The Genie Awards might be coming to Ottawa for the first time this weekend, but to Todd Van Dusen, an awards ceremony held more than 20 years earlier is just as important.
The Library and Archives Canada senior video conservator restored old Genie Awards footage Thursday, using — in some cases —the only machines of their kind in North America to restore images that had deteriorated over time.
“We’ve been given the tremendous responsibility to ensure moments in time can be seen again and again, experienced and learnt from in future generations,” Van Dusen said.
The Library and Archives Canada preservation centre in Gatineau is where the magic happens. Glenn Gould lives there — or at least his works do. So do Oscar Peterson, Randy Bachman and Bryan Adams, as well as the Constitution of Canada and the India Treaties. The centre also houses the private book collection of General James Wolfe, “who travelled with his collection,” said Pierre Gamache, Director General, Care of Collection for Library and Archives Canada.

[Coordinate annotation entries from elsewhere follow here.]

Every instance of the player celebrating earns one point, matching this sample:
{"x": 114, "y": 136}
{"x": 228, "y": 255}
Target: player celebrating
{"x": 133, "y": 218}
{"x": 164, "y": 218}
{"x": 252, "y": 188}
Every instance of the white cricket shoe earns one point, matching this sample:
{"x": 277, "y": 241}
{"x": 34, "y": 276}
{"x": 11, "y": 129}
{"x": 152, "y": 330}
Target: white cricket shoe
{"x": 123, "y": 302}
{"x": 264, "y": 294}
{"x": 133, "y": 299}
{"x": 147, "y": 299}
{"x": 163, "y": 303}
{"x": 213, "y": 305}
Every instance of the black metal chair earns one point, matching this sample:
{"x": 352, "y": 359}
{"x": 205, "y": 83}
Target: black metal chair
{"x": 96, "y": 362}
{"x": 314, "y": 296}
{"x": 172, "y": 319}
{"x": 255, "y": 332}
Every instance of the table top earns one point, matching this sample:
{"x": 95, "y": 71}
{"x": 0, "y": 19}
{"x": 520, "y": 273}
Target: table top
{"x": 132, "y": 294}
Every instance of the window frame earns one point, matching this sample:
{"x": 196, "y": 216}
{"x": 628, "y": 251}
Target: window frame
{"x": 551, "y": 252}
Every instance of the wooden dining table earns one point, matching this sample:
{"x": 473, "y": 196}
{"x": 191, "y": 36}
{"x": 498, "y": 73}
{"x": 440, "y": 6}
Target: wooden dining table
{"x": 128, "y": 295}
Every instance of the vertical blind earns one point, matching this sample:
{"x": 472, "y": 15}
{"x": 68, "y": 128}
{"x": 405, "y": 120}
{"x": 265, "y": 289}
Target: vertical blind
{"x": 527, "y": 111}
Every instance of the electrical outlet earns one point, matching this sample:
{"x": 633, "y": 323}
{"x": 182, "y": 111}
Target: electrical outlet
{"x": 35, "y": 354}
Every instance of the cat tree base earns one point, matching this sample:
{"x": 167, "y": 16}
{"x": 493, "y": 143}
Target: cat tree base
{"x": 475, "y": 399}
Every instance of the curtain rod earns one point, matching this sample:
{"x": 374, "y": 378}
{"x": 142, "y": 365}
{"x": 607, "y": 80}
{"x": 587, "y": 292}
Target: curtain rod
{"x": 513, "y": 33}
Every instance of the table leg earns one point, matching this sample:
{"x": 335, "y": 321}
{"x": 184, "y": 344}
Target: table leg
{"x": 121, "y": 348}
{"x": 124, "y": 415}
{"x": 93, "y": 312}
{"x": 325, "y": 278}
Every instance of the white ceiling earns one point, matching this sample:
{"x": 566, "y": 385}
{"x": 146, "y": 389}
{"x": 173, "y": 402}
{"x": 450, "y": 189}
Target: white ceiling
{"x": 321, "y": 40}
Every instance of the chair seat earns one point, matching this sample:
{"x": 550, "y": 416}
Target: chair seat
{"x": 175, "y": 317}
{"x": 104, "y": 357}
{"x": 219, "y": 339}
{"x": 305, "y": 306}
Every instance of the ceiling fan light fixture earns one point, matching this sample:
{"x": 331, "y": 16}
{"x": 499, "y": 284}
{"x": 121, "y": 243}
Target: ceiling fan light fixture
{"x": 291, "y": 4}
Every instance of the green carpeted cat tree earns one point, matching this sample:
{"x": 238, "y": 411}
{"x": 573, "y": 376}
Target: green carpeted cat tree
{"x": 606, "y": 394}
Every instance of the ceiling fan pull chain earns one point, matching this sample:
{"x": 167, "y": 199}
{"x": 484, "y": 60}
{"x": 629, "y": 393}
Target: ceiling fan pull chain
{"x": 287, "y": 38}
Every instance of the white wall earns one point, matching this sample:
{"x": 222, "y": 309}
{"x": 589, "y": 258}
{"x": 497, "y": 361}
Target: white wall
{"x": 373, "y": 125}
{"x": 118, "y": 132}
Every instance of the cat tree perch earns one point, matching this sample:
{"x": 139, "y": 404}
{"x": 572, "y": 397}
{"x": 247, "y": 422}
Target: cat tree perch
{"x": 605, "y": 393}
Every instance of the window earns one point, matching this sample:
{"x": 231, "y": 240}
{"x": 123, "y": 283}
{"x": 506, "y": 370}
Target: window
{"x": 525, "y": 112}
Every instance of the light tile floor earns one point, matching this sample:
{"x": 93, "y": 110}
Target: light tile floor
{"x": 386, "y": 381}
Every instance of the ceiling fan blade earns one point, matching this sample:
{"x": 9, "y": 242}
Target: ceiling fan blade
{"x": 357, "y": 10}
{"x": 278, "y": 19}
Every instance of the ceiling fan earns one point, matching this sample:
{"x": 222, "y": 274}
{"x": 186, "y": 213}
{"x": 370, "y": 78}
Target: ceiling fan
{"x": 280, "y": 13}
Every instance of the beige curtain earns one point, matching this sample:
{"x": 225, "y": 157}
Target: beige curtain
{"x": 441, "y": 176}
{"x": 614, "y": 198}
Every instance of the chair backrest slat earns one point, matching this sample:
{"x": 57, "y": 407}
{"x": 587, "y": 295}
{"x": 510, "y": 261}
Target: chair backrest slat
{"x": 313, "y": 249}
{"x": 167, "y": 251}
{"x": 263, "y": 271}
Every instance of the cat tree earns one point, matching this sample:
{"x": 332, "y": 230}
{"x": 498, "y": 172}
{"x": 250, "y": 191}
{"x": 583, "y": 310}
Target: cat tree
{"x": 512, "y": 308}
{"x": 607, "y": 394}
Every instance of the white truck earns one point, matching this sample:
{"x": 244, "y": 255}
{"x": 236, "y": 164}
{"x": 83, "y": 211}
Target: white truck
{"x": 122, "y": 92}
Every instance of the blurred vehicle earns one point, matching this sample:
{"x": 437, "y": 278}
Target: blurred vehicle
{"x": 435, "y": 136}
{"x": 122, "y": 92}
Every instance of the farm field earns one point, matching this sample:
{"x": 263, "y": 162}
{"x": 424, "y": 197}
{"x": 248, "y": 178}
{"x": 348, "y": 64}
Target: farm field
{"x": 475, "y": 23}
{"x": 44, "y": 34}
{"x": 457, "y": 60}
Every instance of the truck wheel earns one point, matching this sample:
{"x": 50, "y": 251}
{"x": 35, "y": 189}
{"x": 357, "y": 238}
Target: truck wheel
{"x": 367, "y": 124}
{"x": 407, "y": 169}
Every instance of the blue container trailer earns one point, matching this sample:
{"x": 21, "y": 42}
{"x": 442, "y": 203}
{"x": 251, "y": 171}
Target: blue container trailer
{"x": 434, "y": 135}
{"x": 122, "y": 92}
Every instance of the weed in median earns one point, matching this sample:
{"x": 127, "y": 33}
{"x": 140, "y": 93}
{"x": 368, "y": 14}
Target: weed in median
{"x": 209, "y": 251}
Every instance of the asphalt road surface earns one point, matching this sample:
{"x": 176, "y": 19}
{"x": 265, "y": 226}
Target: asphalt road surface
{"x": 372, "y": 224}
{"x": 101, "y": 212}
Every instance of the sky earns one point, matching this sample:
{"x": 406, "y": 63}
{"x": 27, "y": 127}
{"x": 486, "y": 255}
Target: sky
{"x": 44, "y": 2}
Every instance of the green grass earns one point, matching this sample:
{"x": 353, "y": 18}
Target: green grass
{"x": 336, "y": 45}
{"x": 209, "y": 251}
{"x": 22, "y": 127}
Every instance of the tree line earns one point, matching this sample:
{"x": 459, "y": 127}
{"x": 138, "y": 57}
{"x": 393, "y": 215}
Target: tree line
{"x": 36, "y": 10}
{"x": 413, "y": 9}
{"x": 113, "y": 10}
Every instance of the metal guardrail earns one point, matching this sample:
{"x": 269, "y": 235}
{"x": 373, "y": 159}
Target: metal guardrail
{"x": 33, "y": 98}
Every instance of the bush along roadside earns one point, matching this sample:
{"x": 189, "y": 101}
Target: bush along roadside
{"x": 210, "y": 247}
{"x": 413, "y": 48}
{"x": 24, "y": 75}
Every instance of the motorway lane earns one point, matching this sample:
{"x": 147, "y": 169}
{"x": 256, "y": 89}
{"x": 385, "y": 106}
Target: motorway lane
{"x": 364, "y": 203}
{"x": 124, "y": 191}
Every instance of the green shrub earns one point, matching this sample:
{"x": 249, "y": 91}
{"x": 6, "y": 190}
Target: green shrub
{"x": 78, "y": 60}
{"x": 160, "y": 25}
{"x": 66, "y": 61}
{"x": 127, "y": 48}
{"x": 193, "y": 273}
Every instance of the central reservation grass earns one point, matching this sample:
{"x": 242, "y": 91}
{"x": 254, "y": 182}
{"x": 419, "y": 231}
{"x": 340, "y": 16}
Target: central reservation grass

But in addition to the famous names, the collection — a treasure of inestimable value spanning the entire history of Canada — includes more than 71,000 hours of film, 2.5 million architectural drawings, plans and maps, 270,000 hours of video and sound recordings, the largest collection of Canadian sheet music in the world and 343,000 works of art.
And this weekend — on the occasion of the Genie awards in town — members of the public and film industry will get a unique opportunity to tour the facility.
• The facility, which opened in 1997, is unique in North America in its scope of activity, said Gamache. It houses the collection, climate-controlled vaults, which slow the chemical deterioration of the films, as well as preservation laboratories.